Satu Kalimat, Dua Persepsi
Oleh: Sonny Wibisono

"The eye of a human being is a microscope, which makes the world seem bigger 
than it really is."
-- Kahlil Gibran

ADA seorang saudagar kaya raya. Satu hari, sang saudagar jatuh sakit. Umurnya 
memang sudah tak lagi muda. Hampir mendekati uzur. Ia sudah merasa waktunya di 
dunia ini sudah habis. Sebelum wafat, ia meninggalkan wasiat kepada kedua 
anaknya. Wasiat pertama, bila ada yang berutang, janganlah engkau tagih. Untuk 
wasiat kedua, bila keluar rumah, janganlah sampai engkau terkena sinar matahari.

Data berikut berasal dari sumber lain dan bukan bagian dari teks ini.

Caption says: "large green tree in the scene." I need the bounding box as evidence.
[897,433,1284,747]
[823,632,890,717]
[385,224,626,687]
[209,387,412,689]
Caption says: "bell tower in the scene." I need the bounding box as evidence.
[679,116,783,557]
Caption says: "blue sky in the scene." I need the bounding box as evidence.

Beberapa hari kemudian, sang saudagar wafat. Ia pun dikebumikan di pemakaman 
dekat rumah. Setelah sang saudagar wafat, kehidupan berjalan normal kembali 
seperti biasa. Semua pesan yang diamanahkan sang saudagar kepada anaknya, 
benar-benar dijalankan oleh kedua anaknya tersebut.

Setelah beberapa tahun kemudian, kedua anak tersebut sibuk dengan masing-masing 
urusannya. Mereka mencari nafkah dan tinggal di dua kota yang berbeda. 
Akhirnya, setelah lima tahun tak pernah berjumpa, mereka bertemu kembali di 
kediaman mereka dimana mereka pernah dibesarkan dahulu.

Ada perbedaan mendasar dari kedua anak tersebut. Anak pertama, ternyata 
hidupnya begitu miskin. Sedangkan anak kedua, terlihat sangat makmur. Kekayaan 
melimpah ruah. 

Sang Ibu yang telah renta pun bertanya kepada kedua anaknya. Ketika ditanya 
mengapa bisa terjadi perbedaan yang begitu mencolok, keduanya menjawab karena 
melaksanakan amanah yang ayah wasiatkan kepada mereka.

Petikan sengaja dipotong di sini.